Mengyu Zheng · Hanting Chen · Tianyu Guo · Chong Zhu · Binfan Zheng · Chang Xu · Yunhe Wang

[ ]
Wed 11 Dec 4:30 p.m. PST — 7:30 p.m. PST

Abstract:

Tokenizers serve as crucial interfaces between models and linguistic data, substantially influencing the efficacy and precision of large language models (LLMs). Traditional tokenization methods often rely on static frequency-based statistics and are not inherently synchronized with LLM architectures, which may limit model performance. In this study, we propose a simple but effective method to learn tokenizer specifically engineered for seamless integration with LLMs.

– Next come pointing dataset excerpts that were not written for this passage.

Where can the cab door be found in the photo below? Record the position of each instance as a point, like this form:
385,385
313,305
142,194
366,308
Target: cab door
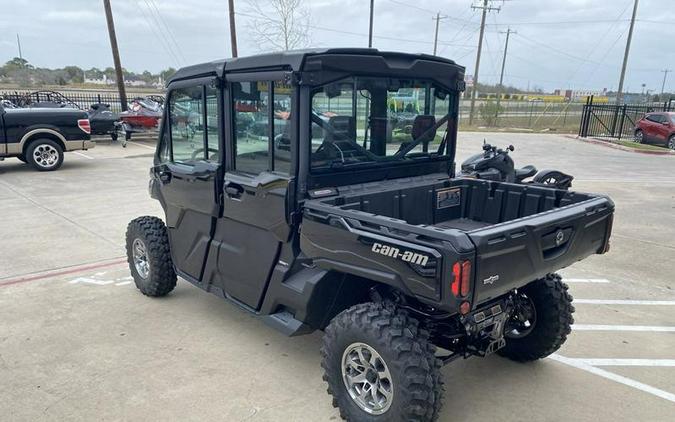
249,236
188,171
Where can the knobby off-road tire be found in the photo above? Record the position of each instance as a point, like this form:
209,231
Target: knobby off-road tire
401,350
149,256
553,308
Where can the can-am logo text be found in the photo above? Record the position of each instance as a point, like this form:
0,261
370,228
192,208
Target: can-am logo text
407,256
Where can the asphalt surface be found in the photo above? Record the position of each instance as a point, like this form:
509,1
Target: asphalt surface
79,342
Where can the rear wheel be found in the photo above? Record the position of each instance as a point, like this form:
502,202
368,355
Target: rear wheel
149,256
541,321
380,366
44,154
638,137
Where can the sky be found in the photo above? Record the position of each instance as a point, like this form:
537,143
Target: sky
568,44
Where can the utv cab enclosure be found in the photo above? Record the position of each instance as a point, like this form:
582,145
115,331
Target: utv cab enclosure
316,189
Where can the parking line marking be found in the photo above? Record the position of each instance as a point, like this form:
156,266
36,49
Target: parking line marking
585,280
56,273
643,328
580,364
624,302
81,154
141,145
626,362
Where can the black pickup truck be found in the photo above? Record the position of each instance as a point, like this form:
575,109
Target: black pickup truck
39,136
327,214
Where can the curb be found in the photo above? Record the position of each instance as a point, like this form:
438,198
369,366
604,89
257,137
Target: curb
609,144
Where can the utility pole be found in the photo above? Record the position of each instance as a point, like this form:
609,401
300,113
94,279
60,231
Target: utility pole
619,93
501,76
665,74
116,55
18,43
233,29
485,9
438,21
370,30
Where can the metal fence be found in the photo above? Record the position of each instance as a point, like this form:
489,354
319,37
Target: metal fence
616,120
79,99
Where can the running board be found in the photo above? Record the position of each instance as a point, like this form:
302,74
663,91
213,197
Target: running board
286,323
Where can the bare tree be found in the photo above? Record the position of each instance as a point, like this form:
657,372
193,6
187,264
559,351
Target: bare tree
279,24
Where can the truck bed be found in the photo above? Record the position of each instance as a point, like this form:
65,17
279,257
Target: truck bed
512,233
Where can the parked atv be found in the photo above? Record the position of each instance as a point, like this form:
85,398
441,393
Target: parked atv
328,222
496,164
103,120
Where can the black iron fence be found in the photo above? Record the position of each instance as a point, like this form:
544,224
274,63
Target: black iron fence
616,120
79,99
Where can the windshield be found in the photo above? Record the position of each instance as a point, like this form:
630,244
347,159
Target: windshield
366,120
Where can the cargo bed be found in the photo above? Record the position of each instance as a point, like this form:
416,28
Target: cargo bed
513,233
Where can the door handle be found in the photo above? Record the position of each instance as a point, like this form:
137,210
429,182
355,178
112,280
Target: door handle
165,176
234,190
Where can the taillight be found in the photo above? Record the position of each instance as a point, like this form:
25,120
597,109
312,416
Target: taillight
84,125
461,278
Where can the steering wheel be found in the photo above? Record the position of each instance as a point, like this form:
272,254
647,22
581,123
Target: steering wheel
198,151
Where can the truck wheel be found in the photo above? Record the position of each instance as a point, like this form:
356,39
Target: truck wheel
149,256
380,366
541,322
44,154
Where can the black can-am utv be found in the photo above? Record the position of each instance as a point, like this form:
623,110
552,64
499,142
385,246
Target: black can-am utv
292,189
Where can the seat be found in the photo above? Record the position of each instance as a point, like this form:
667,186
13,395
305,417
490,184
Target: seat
525,172
421,132
343,129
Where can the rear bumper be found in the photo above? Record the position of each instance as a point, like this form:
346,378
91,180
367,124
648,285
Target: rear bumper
75,145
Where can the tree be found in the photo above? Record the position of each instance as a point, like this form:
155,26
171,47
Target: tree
167,73
280,24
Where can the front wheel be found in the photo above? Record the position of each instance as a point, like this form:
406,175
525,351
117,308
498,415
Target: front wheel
638,137
541,321
380,366
149,256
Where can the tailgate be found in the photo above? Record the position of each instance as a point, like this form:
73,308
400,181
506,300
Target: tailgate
512,254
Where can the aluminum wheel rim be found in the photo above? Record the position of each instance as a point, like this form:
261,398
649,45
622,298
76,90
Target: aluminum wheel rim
367,378
45,155
140,257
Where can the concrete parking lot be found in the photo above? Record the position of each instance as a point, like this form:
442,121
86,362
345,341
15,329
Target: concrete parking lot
78,342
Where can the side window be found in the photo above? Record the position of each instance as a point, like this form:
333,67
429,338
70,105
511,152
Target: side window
212,124
187,124
262,133
282,97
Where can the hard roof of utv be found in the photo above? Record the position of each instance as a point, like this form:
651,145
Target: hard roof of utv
297,60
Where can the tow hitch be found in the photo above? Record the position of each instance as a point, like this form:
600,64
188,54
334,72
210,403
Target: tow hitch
485,329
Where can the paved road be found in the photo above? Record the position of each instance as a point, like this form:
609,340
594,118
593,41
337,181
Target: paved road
78,342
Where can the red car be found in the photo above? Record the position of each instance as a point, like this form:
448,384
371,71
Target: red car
656,128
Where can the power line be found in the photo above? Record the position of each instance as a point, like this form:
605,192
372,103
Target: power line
360,34
484,8
155,32
168,30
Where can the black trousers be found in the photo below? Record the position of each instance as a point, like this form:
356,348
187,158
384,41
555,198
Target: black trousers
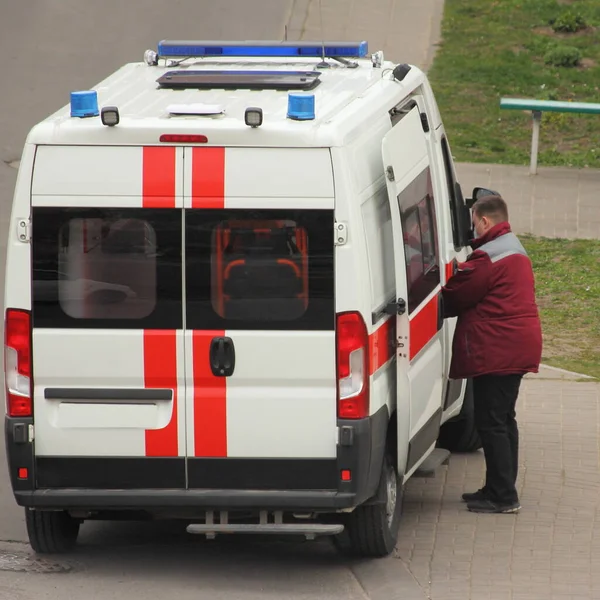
495,397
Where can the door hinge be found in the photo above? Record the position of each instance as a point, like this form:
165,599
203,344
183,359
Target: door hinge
24,230
340,234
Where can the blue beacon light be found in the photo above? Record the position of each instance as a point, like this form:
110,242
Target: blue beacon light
84,104
184,48
301,107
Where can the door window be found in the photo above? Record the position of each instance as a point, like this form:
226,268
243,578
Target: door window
417,211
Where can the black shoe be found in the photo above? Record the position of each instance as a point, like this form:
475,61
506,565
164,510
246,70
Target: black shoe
487,506
474,496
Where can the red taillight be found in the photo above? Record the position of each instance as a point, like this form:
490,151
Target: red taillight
352,343
178,138
17,362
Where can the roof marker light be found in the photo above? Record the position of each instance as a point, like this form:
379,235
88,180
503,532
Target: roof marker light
301,107
84,104
187,48
253,116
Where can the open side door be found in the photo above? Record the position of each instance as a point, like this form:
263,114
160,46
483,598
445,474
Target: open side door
418,287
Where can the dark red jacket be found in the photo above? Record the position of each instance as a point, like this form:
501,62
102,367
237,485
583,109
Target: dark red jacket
498,329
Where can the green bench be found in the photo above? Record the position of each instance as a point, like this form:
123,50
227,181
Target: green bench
537,107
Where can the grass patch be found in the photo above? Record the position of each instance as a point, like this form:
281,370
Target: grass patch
567,274
495,48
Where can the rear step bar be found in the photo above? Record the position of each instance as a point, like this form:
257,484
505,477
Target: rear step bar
309,530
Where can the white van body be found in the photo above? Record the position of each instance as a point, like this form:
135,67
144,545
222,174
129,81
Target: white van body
245,329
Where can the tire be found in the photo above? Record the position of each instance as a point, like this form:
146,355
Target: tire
460,434
371,530
51,532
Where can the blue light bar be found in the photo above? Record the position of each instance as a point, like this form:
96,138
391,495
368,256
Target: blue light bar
180,49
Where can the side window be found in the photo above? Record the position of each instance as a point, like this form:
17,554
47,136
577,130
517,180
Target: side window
417,211
113,268
456,204
261,269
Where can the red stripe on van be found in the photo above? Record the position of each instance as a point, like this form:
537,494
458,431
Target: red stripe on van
158,188
423,326
208,178
382,345
210,400
160,371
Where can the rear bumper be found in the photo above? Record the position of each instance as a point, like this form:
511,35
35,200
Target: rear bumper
75,499
155,484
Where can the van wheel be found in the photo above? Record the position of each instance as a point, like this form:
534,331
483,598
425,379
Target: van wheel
460,434
371,530
51,532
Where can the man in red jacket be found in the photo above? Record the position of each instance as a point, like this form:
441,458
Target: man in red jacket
498,339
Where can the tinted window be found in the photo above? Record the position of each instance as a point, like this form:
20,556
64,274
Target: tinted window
456,204
417,210
260,269
114,268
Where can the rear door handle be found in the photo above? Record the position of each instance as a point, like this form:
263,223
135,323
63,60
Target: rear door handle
222,356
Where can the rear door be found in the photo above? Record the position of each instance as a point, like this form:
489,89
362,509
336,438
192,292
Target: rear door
259,319
108,345
418,280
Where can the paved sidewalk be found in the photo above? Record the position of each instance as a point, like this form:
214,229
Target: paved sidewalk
551,550
557,202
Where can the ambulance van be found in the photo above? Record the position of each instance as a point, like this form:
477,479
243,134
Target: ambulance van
222,299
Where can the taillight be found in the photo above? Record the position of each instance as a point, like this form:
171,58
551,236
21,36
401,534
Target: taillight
17,362
352,343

Initiating with a broad initial lexicon, we refine our tokenizer by monitoring changes in the model’s perplexity during training, allowing for the selection of a tokenizer that is closely aligned with the model’s evolving dynamics. Through iterative refinement, we develop an optimized tokenizer. Our empirical evaluations demonstrate that this adaptive approach significantly enhances accuracy compared to conventional methods, maintaining comparable vocabulary sizes and affirming its potential to improve LLM functionality.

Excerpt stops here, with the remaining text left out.